The sound of a door opening startled me. I spun to face the entrance to my room, but of course it was closed.

“May I come out now?” Pen asked.

“I’m sorry.”

“What’s wrong?”

“Nothing’s wrong.”

“You’re wound so tight lately. Mysterious phone calls …”

“I used the phone for bureau business, what’s mysterious about that?”

“You’ve never done it before. Not like this.”

“Pen, please—”

“Steve, please. Tell me what’s going on.”

“It’s nothing to worry about, Pen. Nothing at all. I’m going to take a shower.”


At 3:22 A.M. according to the cheap digital clock radio next to the bed, I came suddenly awake. I listened, stared at the outline of the desk, heard nothing, saw nothing. I thought of Pen and Sykora in bed together, lying side by side, and the idea of it angered me.

I closed my eyes and went back to sleep.


I woke up with more aches and pains than I had when I went to bed.

“You’re getting so old,” I told my reflection in the mirror. Plus I hadn’t worked out in days. No sports. No martial arts. Nothing. “You used to be an athlete.”

My reflection stared at me like he didn’t believe it.

I heard Sykora tell his wife, “I’ll see you later,” while I shaved.

She said, “You don’t kiss me good-bye anymore?”

There was movement followed by Pen’s voice.

“You can do better than that.”

A few moments later I heard the smacking sound that sometimes follows a long kiss.

“Not bad,” said Pen. “You could use more practice.”

“I know. I’m sorry. I’m sorry about everything, Lucky. But it’ll be all right soon. Soon we’ll be back in New York.”

“We could be just as happy here as we were in the city. I’ve met people. I’ve talked to them. They like Minnesota.”

“It’s not New York.”

“That’s one of the things they like about it.”

“Good for you, Pen,” I said out loud.

A moment later, Sykora was gone. I finished dressing and opened the drapes of my single window. I ate a few sticks of Twizzlers for breakfast and sat on the edge of the unmade bed.

“So what are we going to do today, Pen?”

I heard a long, not altogether unpleasant groan—a woman stretching—followed by a deep sigh.

“I gotta get to work,” Pen said.

Sounds like a plan, my inner voice agreed.

It was a delightful spring morning.
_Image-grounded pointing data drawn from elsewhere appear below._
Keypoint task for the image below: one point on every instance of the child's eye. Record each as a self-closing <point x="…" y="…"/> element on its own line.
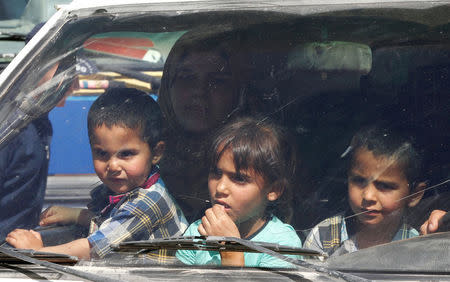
<point x="358" y="181"/>
<point x="126" y="154"/>
<point x="98" y="153"/>
<point x="240" y="178"/>
<point x="384" y="185"/>
<point x="215" y="173"/>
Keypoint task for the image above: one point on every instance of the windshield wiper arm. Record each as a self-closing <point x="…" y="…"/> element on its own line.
<point x="217" y="243"/>
<point x="59" y="268"/>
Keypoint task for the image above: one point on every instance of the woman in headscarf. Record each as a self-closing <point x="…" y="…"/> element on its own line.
<point x="201" y="89"/>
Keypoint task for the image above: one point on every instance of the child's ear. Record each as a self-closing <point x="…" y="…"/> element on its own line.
<point x="275" y="191"/>
<point x="417" y="194"/>
<point x="157" y="152"/>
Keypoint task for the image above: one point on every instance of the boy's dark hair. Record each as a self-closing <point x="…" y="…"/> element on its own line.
<point x="127" y="107"/>
<point x="396" y="141"/>
<point x="264" y="147"/>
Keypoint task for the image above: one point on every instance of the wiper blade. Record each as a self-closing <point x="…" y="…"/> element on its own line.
<point x="12" y="36"/>
<point x="21" y="256"/>
<point x="209" y="243"/>
<point x="217" y="243"/>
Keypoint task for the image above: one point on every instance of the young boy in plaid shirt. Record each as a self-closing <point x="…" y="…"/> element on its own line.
<point x="384" y="180"/>
<point x="132" y="204"/>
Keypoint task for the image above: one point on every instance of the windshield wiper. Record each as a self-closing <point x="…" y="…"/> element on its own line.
<point x="12" y="36"/>
<point x="30" y="256"/>
<point x="218" y="243"/>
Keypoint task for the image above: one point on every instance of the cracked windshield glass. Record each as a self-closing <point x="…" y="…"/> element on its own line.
<point x="324" y="131"/>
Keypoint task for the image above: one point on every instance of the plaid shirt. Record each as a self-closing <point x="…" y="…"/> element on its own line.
<point x="332" y="237"/>
<point x="140" y="214"/>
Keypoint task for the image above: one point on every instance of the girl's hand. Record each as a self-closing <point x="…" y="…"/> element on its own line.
<point x="432" y="223"/>
<point x="61" y="215"/>
<point x="216" y="222"/>
<point x="25" y="239"/>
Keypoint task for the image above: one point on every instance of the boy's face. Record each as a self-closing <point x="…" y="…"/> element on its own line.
<point x="122" y="160"/>
<point x="376" y="185"/>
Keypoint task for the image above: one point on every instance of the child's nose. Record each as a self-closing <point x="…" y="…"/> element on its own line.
<point x="369" y="193"/>
<point x="113" y="165"/>
<point x="222" y="186"/>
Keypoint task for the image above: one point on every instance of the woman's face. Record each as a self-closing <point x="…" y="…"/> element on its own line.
<point x="202" y="91"/>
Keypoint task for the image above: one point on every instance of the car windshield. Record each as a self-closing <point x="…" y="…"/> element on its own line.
<point x="322" y="127"/>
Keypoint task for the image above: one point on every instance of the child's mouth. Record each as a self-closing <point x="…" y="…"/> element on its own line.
<point x="222" y="204"/>
<point x="370" y="212"/>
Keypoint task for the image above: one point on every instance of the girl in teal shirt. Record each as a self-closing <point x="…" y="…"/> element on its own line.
<point x="252" y="163"/>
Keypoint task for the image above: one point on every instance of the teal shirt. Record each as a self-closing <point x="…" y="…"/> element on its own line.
<point x="274" y="231"/>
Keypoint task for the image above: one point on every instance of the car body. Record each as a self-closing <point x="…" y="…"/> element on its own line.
<point x="323" y="69"/>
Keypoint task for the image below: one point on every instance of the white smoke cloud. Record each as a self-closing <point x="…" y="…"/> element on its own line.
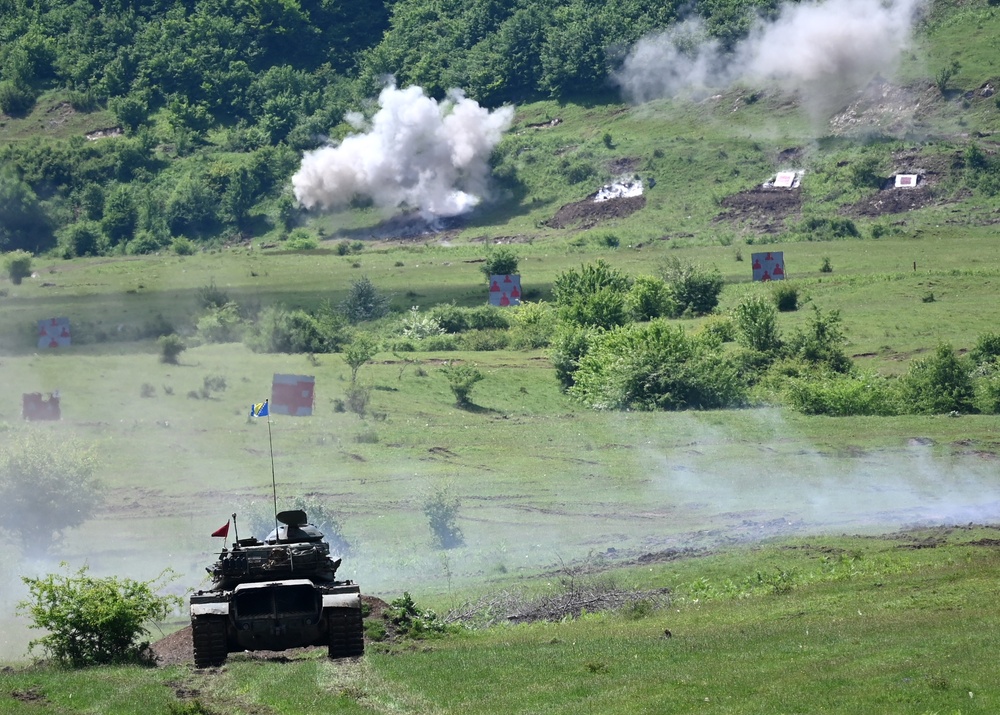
<point x="416" y="152"/>
<point x="828" y="51"/>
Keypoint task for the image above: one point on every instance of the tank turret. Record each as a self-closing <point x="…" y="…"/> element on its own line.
<point x="277" y="594"/>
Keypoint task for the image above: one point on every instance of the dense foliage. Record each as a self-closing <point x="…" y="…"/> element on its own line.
<point x="95" y="621"/>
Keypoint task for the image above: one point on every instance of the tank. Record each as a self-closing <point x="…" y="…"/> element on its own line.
<point x="277" y="594"/>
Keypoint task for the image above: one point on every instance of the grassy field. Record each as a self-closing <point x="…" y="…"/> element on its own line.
<point x="791" y="598"/>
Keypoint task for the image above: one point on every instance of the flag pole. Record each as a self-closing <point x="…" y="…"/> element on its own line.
<point x="274" y="488"/>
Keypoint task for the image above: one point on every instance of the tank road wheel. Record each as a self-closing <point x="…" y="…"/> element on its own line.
<point x="209" y="636"/>
<point x="347" y="632"/>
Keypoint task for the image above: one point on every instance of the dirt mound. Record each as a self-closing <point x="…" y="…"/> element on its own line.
<point x="589" y="213"/>
<point x="177" y="648"/>
<point x="762" y="209"/>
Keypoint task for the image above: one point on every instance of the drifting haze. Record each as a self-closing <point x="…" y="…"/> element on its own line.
<point x="416" y="152"/>
<point x="828" y="51"/>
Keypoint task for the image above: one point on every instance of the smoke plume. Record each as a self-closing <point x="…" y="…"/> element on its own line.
<point x="827" y="51"/>
<point x="416" y="153"/>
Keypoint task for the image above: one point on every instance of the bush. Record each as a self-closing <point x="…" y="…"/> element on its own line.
<point x="986" y="350"/>
<point x="360" y="350"/>
<point x="17" y="265"/>
<point x="412" y="621"/>
<point x="695" y="290"/>
<point x="938" y="384"/>
<point x="649" y="298"/>
<point x="500" y="261"/>
<point x="821" y="342"/>
<point x="279" y="330"/>
<point x="461" y="379"/>
<point x="570" y="344"/>
<point x="756" y="321"/>
<point x="785" y="295"/>
<point x="171" y="346"/>
<point x="96" y="621"/>
<point x="183" y="246"/>
<point x="16" y="99"/>
<point x="45" y="491"/>
<point x="221" y="325"/>
<point x="441" y="508"/>
<point x="363" y="302"/>
<point x="842" y="395"/>
<point x="418" y="326"/>
<point x="656" y="367"/>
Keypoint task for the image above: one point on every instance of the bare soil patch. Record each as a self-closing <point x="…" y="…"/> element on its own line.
<point x="762" y="209"/>
<point x="588" y="213"/>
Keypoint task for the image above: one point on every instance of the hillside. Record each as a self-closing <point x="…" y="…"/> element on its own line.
<point x="812" y="489"/>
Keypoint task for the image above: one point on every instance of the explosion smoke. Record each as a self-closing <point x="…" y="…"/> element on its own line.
<point x="416" y="152"/>
<point x="828" y="51"/>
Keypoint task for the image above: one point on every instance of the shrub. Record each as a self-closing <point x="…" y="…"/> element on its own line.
<point x="695" y="290"/>
<point x="986" y="350"/>
<point x="16" y="99"/>
<point x="720" y="327"/>
<point x="418" y="326"/>
<point x="95" y="621"/>
<point x="279" y="330"/>
<point x="484" y="340"/>
<point x="785" y="295"/>
<point x="488" y="317"/>
<point x="532" y="325"/>
<point x="450" y="317"/>
<point x="821" y="342"/>
<point x="363" y="302"/>
<point x="221" y="325"/>
<point x="656" y="366"/>
<point x="756" y="321"/>
<point x="360" y="350"/>
<point x="570" y="344"/>
<point x="45" y="491"/>
<point x="461" y="379"/>
<point x="500" y="261"/>
<point x="411" y="621"/>
<point x="183" y="246"/>
<point x="171" y="346"/>
<point x="441" y="508"/>
<point x="841" y="395"/>
<point x="301" y="240"/>
<point x="17" y="265"/>
<point x="938" y="384"/>
<point x="649" y="298"/>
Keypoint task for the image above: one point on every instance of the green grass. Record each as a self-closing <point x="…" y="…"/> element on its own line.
<point x="869" y="625"/>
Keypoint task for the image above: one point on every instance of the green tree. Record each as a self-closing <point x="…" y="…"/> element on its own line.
<point x="17" y="264"/>
<point x="938" y="384"/>
<point x="96" y="621"/>
<point x="656" y="366"/>
<point x="171" y="347"/>
<point x="360" y="350"/>
<point x="121" y="215"/>
<point x="696" y="290"/>
<point x="441" y="507"/>
<point x="363" y="302"/>
<point x="756" y="320"/>
<point x="500" y="261"/>
<point x="461" y="379"/>
<point x="45" y="491"/>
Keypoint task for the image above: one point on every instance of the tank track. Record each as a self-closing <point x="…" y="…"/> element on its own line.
<point x="208" y="634"/>
<point x="347" y="632"/>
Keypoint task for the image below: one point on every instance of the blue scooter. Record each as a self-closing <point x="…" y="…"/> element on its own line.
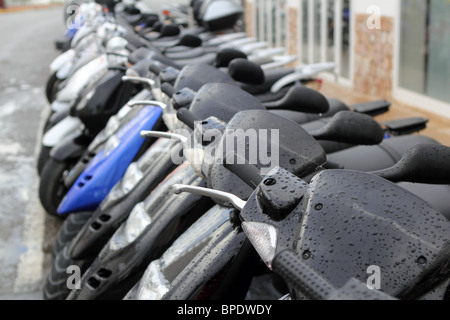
<point x="109" y="165"/>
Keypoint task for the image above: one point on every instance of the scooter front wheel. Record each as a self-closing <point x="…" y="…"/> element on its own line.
<point x="51" y="188"/>
<point x="56" y="283"/>
<point x="44" y="156"/>
<point x="69" y="229"/>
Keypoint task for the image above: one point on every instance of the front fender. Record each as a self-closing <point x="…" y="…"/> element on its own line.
<point x="72" y="147"/>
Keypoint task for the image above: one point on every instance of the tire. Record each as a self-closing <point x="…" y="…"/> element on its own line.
<point x="69" y="229"/>
<point x="56" y="283"/>
<point x="51" y="186"/>
<point x="44" y="156"/>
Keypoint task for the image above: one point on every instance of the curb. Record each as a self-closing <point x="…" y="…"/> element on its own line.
<point x="29" y="7"/>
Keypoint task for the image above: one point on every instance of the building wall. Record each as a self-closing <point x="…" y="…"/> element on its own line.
<point x="374" y="52"/>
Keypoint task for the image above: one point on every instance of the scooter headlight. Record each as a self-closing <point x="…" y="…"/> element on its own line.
<point x="133" y="227"/>
<point x="195" y="158"/>
<point x="84" y="101"/>
<point x="153" y="285"/>
<point x="264" y="238"/>
<point x="131" y="178"/>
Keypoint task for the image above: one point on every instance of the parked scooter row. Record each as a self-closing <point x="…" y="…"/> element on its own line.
<point x="208" y="176"/>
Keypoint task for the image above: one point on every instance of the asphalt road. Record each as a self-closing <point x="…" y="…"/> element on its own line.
<point x="27" y="49"/>
<point x="26" y="231"/>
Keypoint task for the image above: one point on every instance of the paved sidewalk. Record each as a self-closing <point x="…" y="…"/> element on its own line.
<point x="27" y="39"/>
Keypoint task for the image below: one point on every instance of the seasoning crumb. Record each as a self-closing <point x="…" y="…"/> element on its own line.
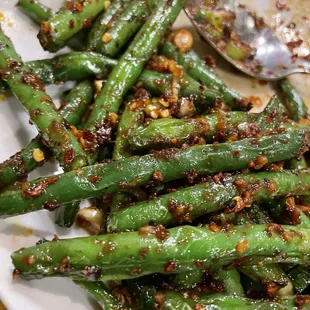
<point x="38" y="155"/>
<point x="242" y="246"/>
<point x="106" y="37"/>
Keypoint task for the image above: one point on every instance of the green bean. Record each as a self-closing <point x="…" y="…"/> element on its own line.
<point x="130" y="119"/>
<point x="189" y="203"/>
<point x="128" y="23"/>
<point x="170" y="300"/>
<point x="134" y="254"/>
<point x="93" y="181"/>
<point x="19" y="165"/>
<point x="196" y="68"/>
<point x="128" y="69"/>
<point x="99" y="292"/>
<point x="101" y="24"/>
<point x="31" y="92"/>
<point x="55" y="33"/>
<point x="40" y="13"/>
<point x="165" y="133"/>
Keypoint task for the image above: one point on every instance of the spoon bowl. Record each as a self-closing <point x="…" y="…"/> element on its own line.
<point x="272" y="60"/>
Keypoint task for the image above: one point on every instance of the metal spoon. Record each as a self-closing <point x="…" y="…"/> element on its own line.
<point x="274" y="56"/>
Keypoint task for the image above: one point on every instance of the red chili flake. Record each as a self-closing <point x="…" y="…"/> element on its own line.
<point x="51" y="205"/>
<point x="159" y="300"/>
<point x="170" y="266"/>
<point x="103" y="133"/>
<point x="78" y="7"/>
<point x="93" y="179"/>
<point x="280" y="230"/>
<point x="210" y="61"/>
<point x="37" y="189"/>
<point x="45" y="27"/>
<point x="301" y="300"/>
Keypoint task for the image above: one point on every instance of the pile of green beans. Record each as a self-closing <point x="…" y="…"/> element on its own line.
<point x="198" y="201"/>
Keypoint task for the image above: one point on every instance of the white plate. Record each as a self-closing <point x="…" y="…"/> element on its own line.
<point x="15" y="133"/>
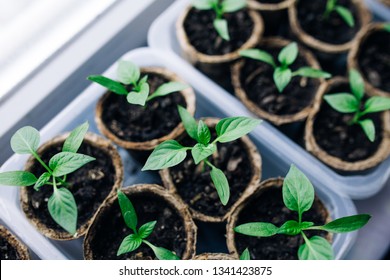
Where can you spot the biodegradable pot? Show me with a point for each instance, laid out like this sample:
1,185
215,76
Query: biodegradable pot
325,40
141,129
90,185
11,247
370,55
339,145
213,256
265,204
241,163
215,61
258,91
175,229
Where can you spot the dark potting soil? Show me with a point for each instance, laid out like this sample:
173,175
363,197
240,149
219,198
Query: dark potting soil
195,186
140,124
269,208
336,137
7,251
333,30
374,60
257,81
202,35
168,233
90,185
There were clouds in the sky, but not enough to worry about, and the air had a pleasant taste to it.

I parked in front of Ruth Schramm’s trailer. It was considerably older than Pen’s and smaller. It was dark brown with tan trim and narrow strips of rust extending from the edge of the V-shaped roof down the metal sides. There was a wooden porch leading to a door that had been built about twenty years ago and painted once.